During a period of ≥2 years, lower odds of ≥1 fracture were seen in the long-standing insulin glargine group vs. the NPH insulin group (odds ratio [OR] 0.78, 95% CI: 0.65-0.95) (insulin detemir vs. NPH insulin: OR 1.03, 95% CI: 0.79-1.36).
The results come from a new retrospective study which included data from 105,960 type 2 diabetes patients from 1,072 medical practices across Germany. Using a multivariate logistic regression model, fracture risk of the following therapies were compared: 1) incident insulin therapy vs. oral antidiabetic drugs, 2) basal-supported oral therapy vs. supplementary insulin therapy vs. conventional insulin therapy, and 3) insulin glargine vs. insulin detemir vs. NPH insulin.

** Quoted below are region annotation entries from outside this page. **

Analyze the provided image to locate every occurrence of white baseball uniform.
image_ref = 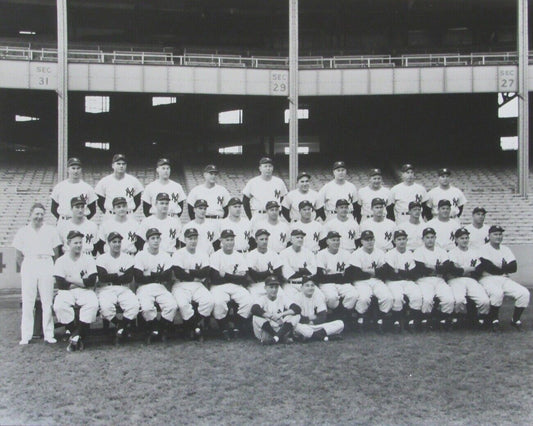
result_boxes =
[13,224,61,341]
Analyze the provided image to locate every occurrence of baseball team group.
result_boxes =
[13,154,529,352]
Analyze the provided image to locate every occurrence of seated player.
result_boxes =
[346,231,393,333]
[291,278,344,342]
[54,231,98,352]
[448,228,490,327]
[172,228,214,341]
[252,275,300,345]
[479,225,529,331]
[209,229,252,340]
[96,232,139,344]
[133,228,178,344]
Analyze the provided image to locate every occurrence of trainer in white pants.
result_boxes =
[172,281,215,321]
[448,277,490,315]
[137,283,178,321]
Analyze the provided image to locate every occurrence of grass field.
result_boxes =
[0,303,533,425]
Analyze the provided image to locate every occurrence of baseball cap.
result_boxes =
[194,199,209,208]
[107,231,124,243]
[183,228,198,238]
[370,198,387,207]
[67,231,83,240]
[224,197,242,207]
[67,157,81,167]
[361,229,375,240]
[113,154,126,163]
[255,228,270,238]
[155,192,170,201]
[70,197,87,207]
[113,197,128,207]
[422,227,437,237]
[146,228,161,239]
[265,201,279,210]
[489,225,505,234]
[333,161,346,170]
[454,227,470,238]
[220,229,235,238]
[298,200,313,210]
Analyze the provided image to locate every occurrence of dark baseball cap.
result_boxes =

Results showed that lower odds of incident fractures were associated with oral antidiabetic treatment compared to incident insulin treatment, though the difference was not significant (OR 0.87, 95% CI: 0.72-1.06). There were higher odds for conventional insulin therapy (OR 1.59, 95% CI: 0.89-2.84) and supplementary insulin therapy (OR 1.20, 95%C CI: 0.63-2.27) compared to basal-supported oral therapy, though this difference was also deemed not significant.
The authors of this study call for further research to be conducted which can differentiate whether reduced hypoglycemia rates are the cause behind the lower risk of having fractures.